Chapter Thirteen

The apple orchard was a boneyard.

Every tree was a skeleton, with bare limbs that twisted like arthritic fingers. Several had shriveled leaves that looked pasted onto them, and a few had the rare apple, not yet ripe, hanging lonely on its branch, hardly a harvest. Kiela halted at the fence around the orchard and felt a lump in her throat.

“This shouldn’t have happened,” Caz said.

Kiela nodded. It was a crime, to allow these trees to wither. “It’s not the right soil for them,” she said. “They were only kept healthy with magic. Withdraw the magic . . .”

“Good thing we’re here then.”

Were all the orchards on the island like this one? She remembered there used to be hundreds of fruit trees across all of Caltrey. Apples, cherries, peaches, pears, plums. As she climbed over the fence, she said, “We have to fix this. All of this.”

“Our first goal has to be to keep you fed, especially through the winter,” Caz reminded her. “Selling spells in addition to jam is a good idea, if and only if we can figure out how not to get executed for it. You need to eat.”

She strode to the nearest tree and began to dig a hole for the first pine cone. He was right, of course, but she couldn’t help but want to fix all of this. They still had a couple hours until sunset, thanks to it being summer, but still, there was no time to waste. “Fine. We sell remedies—not spells, remedies —for a fee. But whenever we have extra time and extra ingredients, we come out here and heal more trees for free.”

“Do you really think that just rebranding the spells will solve the problem? We write ‘Not at all illegal magic’ on the label and hope that people believe what they read?”

“It’ll work because people will want to believe it’s true,” Kiela said. “They need this to work.” If we can make it work. The willow tree could have been a one-off. “Okay, here goes.”
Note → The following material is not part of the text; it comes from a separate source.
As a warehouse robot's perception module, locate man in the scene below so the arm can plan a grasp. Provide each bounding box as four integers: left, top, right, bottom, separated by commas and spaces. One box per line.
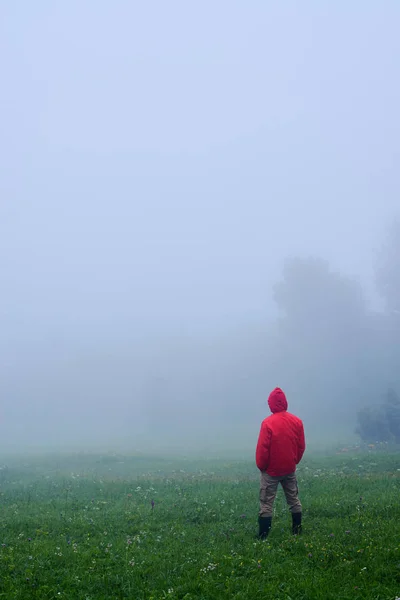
256, 388, 306, 539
Kneeling by the roots of the apple tree, Kiela recited the spell.

“How long do you think—”

A second later, the tree was bathed in white blossoms like a sudden snowfall. She breathed in the fresh, heady scent of apple blossoms and watched as the petals peeled back and the heart of the flower swelled into a green orb the size of a baby’s fist. Leaves cloaked the tree, and the roots stretched, causing the earth around it to buckle. Half a minute later, it was finished: a perfectly healthy tree, with fruit ready to ripen in the fall. The light and heady scent of apple blossoms filled the breeze.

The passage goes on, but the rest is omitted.